Employers, on the other hand, are part of a small group – that includes some special teachers, mentors, and spiritual advisers – who still have the power to impart real truths to people. They hold the trust and respect necessary to explain why many of the public policies put forth by activists are not in employees’ best interest.
Take the Affordable Care Act, for instance, which includes a mandate, that began this year, that requires businesses to pay for their employees health insurance if they employ 100 or more “full time equivalent” employees who work at least 30 hours a week. (Beginning next year, that threshold drops to 50 employees.)
Many employers predicted that such a mandate – while well-intended – would lead businesses to reduce the number of hours that they offer employees in an attempt to avoid the mandate, hurting the very people that the law was intended to help. And that’s just what’s happened.
A long list of well-known national companies, including White Castle, Jimmy Johns, and Regal movie theaters, have reported reducing employee hours below 30 hours a week — a trend which Census Bureau data seemingly confirms. The Wall Street Journal refers to these hour-poor employees as the “29ers.”

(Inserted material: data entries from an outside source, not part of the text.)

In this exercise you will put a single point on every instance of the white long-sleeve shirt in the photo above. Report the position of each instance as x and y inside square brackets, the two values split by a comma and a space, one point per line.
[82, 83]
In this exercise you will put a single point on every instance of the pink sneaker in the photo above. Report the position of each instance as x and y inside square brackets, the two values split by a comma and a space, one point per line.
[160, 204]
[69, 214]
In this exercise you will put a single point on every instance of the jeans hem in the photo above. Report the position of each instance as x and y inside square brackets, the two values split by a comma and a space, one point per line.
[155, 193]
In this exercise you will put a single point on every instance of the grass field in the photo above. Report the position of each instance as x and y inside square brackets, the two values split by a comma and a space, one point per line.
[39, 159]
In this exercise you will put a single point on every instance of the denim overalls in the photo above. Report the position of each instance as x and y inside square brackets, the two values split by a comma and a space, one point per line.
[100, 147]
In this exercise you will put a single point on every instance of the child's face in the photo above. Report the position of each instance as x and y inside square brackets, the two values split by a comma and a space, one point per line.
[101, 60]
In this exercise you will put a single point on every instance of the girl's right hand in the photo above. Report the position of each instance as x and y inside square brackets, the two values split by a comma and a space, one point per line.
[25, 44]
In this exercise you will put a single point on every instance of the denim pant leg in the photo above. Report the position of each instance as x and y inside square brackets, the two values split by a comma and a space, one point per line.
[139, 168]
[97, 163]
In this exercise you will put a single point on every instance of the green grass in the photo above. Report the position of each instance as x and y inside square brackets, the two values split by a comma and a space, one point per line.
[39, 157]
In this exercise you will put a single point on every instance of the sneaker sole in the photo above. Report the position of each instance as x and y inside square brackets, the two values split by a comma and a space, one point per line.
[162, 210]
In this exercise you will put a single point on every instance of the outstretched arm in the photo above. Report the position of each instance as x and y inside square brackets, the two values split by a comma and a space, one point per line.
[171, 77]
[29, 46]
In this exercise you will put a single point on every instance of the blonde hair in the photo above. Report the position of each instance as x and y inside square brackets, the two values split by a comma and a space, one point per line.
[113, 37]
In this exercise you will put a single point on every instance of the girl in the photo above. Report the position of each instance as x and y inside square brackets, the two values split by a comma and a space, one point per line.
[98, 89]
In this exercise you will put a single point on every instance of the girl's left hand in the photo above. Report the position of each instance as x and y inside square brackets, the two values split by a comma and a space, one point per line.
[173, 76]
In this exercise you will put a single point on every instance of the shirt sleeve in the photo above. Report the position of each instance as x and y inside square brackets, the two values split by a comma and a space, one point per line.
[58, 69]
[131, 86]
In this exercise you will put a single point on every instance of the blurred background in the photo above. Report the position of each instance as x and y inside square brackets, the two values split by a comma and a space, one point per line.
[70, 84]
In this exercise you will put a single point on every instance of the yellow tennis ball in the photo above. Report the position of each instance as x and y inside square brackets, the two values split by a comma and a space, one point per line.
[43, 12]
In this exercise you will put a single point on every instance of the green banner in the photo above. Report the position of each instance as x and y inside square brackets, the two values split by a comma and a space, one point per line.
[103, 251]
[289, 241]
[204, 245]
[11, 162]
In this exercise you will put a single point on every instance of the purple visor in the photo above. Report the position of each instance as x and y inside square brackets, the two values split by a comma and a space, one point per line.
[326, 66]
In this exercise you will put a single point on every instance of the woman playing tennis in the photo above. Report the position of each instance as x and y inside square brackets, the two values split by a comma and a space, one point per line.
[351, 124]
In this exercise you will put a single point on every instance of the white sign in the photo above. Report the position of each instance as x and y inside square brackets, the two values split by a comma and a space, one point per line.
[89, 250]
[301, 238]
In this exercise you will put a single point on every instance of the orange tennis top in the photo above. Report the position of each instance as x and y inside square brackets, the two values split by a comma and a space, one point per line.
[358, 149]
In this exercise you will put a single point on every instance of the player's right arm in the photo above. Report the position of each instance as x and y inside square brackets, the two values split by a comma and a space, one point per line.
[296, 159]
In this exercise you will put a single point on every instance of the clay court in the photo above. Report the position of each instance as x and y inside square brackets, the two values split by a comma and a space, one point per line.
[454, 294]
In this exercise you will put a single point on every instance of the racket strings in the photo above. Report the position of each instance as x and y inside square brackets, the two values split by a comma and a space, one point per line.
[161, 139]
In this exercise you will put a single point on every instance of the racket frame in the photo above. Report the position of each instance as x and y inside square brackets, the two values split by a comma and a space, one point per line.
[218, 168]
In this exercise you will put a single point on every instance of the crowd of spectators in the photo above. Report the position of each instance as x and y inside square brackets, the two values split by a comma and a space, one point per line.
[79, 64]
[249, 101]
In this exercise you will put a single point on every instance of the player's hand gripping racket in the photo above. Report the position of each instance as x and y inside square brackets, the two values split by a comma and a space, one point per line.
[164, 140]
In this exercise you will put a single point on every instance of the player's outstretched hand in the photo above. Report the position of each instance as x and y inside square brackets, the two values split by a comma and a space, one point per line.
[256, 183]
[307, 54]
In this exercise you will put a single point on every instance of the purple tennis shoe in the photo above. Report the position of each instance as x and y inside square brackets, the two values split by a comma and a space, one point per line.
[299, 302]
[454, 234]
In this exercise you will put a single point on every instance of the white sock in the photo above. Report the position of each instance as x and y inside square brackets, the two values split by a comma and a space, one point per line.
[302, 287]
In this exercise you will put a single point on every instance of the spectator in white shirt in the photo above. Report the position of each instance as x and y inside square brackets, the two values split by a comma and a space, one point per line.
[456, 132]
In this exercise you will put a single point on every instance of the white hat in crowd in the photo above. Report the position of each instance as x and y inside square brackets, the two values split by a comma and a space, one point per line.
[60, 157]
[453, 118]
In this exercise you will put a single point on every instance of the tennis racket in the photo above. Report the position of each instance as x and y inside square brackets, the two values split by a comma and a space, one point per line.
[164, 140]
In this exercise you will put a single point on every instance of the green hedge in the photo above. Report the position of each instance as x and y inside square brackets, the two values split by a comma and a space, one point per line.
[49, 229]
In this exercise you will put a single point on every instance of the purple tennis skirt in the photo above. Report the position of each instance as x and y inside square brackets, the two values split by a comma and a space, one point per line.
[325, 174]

Or take a current example: the push for mandatory paid sick leave, a key issue for many high-profile activist groups and policymakers. While getting paid to watch daytime TV with a Kleenex box nearby sounds great, restaurant owners who have to cover the shift with a working employee recognize that this salary will have to be paid for by someone.
A survey by the Urban Institute suggests by whom. In San Francisco, following that city’s paid leave mandate, some employers “delayed or cancelled planned wage increases” or “eliminated vacation or bonuses” in response to the mandate. Similarly, a survey of service industry employers in Seattle by the Employment Policies Institute found that 18 percent reduced hours or cut staffing levels and 17 percent cut back on employee benefits or increased their cost in response.
While the specific details of how an employer should engage with their employees will vary by issue, pointing out these negative unintended consequences on employees’ career opportunities and paychecks should remain constant.
My organization, the Job Creators Network, a nonprofit started by The Home Depot co-founder Bernie Marcus, works to formalize this process. We call it “employer-to-employee education” or E2E, and see it as key part of the fight to inform people about how policies impact their livelihoods. We also hope it inspires them to become more informed citizens.
While such an approach may rub some critics as paternalistic, it is far less so than the employer paternalism advocated for by activists, who call on businesses to cover a huge range of social issues long managed by the individual and — to a much lesser extent – the government. Business owners play a key role in explaining the downside of this approach.